Resident care problems at Providence Place have become so serious that one family moved their loved one out, while others say soaring temperatures and understaffing are still putting their loved ones at risk in the care home.
“Families are telling me that basic needs are going unmet at Providence Place,” said NDP Leader Cam Broten in Moose Jaw on Wednesday. “That’s absolutely unacceptable. We can afford to do better in Saskatchewan – but the government has to stop dismissing these concerns. While the Sask. Party takes a head-in-the-sand approach on seniors care and long-term care, people are being put at risk.”
Kim White moved her grandmother, Doreen Wolfe, out of the care home at the end of July, taking a leave of absence from her job to take her grandmother into her own home. The lack of staff and lack of care standards were dangerous at Providence Place, says White.
Wolfe moved into Providence Place, a Moose Jaw long-term care home, in February. Within a week of moving in, the 77-year-old had a broken hip and soon after a six-inch bedsore stretched across her lower back.

White says the neglect her grandmother suffered included being left on the ground after a fall, with a monitor going off but no staff available to respond; being left on the toilet for long stretches of time; and not receiving proper hygienic care.

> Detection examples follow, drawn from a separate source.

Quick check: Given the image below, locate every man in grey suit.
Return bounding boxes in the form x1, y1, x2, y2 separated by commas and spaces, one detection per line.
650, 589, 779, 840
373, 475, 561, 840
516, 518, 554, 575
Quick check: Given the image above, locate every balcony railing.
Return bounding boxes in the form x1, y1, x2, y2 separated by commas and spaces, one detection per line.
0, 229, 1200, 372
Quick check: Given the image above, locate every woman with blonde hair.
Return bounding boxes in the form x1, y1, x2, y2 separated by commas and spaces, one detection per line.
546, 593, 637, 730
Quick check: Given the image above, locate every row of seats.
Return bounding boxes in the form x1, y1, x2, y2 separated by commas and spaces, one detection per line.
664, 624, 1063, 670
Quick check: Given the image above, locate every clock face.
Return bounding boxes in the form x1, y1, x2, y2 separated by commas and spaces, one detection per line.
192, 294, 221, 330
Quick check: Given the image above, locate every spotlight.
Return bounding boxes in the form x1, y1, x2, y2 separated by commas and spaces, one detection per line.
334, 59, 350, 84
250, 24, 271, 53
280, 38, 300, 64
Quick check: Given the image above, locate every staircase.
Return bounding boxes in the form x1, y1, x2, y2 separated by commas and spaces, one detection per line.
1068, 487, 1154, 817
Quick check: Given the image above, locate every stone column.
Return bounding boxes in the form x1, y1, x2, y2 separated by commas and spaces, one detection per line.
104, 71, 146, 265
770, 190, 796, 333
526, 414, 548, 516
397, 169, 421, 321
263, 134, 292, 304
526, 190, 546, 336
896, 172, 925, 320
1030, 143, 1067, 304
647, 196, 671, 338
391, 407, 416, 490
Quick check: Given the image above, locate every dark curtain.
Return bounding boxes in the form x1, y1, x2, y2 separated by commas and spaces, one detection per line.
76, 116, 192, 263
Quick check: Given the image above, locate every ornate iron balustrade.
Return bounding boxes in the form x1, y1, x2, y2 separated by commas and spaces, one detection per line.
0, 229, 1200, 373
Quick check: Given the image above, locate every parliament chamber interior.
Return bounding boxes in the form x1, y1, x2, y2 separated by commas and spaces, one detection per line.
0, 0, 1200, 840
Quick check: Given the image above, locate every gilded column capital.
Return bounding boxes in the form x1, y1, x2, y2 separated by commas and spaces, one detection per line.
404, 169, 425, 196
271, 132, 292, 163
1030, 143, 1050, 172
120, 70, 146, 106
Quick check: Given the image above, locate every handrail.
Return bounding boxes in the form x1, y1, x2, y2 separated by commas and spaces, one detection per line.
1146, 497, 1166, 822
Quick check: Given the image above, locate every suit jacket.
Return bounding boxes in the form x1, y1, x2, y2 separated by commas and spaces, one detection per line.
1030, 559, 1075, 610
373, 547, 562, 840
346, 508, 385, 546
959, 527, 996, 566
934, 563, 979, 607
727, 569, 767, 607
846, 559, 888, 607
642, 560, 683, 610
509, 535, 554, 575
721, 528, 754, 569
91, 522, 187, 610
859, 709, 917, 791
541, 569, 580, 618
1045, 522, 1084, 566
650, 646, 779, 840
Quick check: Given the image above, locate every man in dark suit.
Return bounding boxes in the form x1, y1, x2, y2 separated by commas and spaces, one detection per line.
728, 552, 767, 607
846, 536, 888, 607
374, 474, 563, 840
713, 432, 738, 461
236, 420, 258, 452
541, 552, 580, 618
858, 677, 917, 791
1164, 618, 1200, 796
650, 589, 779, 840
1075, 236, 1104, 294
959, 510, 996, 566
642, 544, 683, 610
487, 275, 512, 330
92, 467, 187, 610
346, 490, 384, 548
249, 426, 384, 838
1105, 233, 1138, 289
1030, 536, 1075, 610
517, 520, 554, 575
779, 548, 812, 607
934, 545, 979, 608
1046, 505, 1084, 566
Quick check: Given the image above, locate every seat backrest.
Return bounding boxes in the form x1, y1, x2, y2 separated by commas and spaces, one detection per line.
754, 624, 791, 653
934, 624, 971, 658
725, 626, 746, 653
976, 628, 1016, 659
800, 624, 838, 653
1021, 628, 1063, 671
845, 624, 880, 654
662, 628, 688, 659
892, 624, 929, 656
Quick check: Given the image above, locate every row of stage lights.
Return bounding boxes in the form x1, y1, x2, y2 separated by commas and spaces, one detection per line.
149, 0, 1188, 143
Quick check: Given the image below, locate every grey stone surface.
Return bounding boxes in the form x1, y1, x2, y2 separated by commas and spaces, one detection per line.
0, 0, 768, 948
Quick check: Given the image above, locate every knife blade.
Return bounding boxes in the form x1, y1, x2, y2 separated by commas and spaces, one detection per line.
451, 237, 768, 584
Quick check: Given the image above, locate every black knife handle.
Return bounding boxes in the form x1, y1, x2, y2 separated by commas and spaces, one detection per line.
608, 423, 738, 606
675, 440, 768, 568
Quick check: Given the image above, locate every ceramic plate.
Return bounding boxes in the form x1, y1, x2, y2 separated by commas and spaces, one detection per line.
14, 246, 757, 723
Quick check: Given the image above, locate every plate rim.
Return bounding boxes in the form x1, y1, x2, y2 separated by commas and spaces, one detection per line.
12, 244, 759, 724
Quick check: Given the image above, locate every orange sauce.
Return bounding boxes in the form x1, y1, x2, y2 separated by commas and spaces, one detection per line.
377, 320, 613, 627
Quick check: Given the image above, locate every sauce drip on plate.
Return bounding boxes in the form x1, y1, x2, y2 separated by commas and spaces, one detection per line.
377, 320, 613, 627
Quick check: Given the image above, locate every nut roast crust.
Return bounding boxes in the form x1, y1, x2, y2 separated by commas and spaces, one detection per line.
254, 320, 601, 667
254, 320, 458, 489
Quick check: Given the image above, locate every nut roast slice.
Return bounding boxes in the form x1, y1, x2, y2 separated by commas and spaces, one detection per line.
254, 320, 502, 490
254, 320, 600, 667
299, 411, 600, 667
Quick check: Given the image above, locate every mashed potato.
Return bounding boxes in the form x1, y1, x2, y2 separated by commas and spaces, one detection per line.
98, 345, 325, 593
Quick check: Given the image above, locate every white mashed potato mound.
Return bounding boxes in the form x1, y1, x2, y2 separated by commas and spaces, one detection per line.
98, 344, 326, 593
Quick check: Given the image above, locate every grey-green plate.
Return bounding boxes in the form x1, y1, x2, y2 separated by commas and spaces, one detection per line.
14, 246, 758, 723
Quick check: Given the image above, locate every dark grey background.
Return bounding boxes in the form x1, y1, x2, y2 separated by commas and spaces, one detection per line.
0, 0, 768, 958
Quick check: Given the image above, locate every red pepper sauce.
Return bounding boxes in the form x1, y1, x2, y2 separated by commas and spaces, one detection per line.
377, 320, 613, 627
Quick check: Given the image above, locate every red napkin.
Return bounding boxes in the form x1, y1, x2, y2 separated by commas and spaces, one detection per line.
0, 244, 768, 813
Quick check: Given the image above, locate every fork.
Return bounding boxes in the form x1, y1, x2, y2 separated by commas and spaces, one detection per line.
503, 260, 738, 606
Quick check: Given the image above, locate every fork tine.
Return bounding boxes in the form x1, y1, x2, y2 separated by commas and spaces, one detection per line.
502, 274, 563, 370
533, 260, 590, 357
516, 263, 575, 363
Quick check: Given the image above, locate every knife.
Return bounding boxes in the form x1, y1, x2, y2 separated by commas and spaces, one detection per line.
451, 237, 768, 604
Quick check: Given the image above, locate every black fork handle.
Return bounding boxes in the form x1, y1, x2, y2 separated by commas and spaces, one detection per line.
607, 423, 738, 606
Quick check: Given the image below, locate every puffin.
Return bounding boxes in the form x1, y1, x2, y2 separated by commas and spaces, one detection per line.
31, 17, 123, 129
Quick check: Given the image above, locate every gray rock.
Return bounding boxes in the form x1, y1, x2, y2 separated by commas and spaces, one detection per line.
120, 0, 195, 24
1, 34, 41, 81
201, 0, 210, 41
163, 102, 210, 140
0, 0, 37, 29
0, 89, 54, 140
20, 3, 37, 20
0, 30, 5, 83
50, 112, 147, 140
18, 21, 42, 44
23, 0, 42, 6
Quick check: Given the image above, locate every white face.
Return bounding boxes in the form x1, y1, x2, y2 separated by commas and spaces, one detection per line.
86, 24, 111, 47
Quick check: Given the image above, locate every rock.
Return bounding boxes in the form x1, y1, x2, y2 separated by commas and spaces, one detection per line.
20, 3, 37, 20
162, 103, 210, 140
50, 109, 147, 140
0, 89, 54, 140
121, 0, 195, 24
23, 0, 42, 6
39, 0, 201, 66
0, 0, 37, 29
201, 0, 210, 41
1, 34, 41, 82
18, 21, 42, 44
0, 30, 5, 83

Even during her once-weekly baths her bedsore bandages weren’t changed, so they became soaked in bathwater. White says she was told to give her grandmother less water to prevent her needing to use the bathroom as often.
Lori Boothman says her brother’s room at Providence Place is overheated while the air conditioner is broken – a risk to his health, especially since he struggles to get enough water because of understaffing.
Boothman’s brother Greg, 48, lives in Providence Place. He has advanced Multiple Sclerosis (MS) and, like many living with MS, heat is dangerous to his health – so much so a doctor once wrote him a prescription for “air conditioning.” His 80-year-old mother has to visit daily to help with basics like brushing his teeth and helping him stay hydrated.
The air conditioning unit at Providence Place has been failing for years, and hasn’t worked a single day this hot summer. Portable units only cool the hallways at Providence Place and the air conditioning is not expected to be fixed until fall.
Also because of understaffing, bedsores and infections are common for her brother, says Lori Boothman, who added that on multiple occasions he had been put into bed for the day because staff didn’t have time to properly care for him.
“Families and health care professionals have been speaking out with me for more than a year to remind Mr. Wall once again of the deeply concerning neglect in care homes,” said Broten. “Scrapping the minimum care standards in 2011 was a mistake, and failing to keep up with the growing population of seniors who need care is a mistake that has already cost far too much for too many. It’s time for action to address the seniors care crisis.”
Broten’s NDP has proposed minimum care standards, including staffing ratios, through a private member’s bill, The Residents in Care Bill of Rights Act. The Sask. Party voted against that bill. Broten has also proposed a Seniors Advocate office be established to help seniors and their families navigate care options and raise concerns before they become a crisis.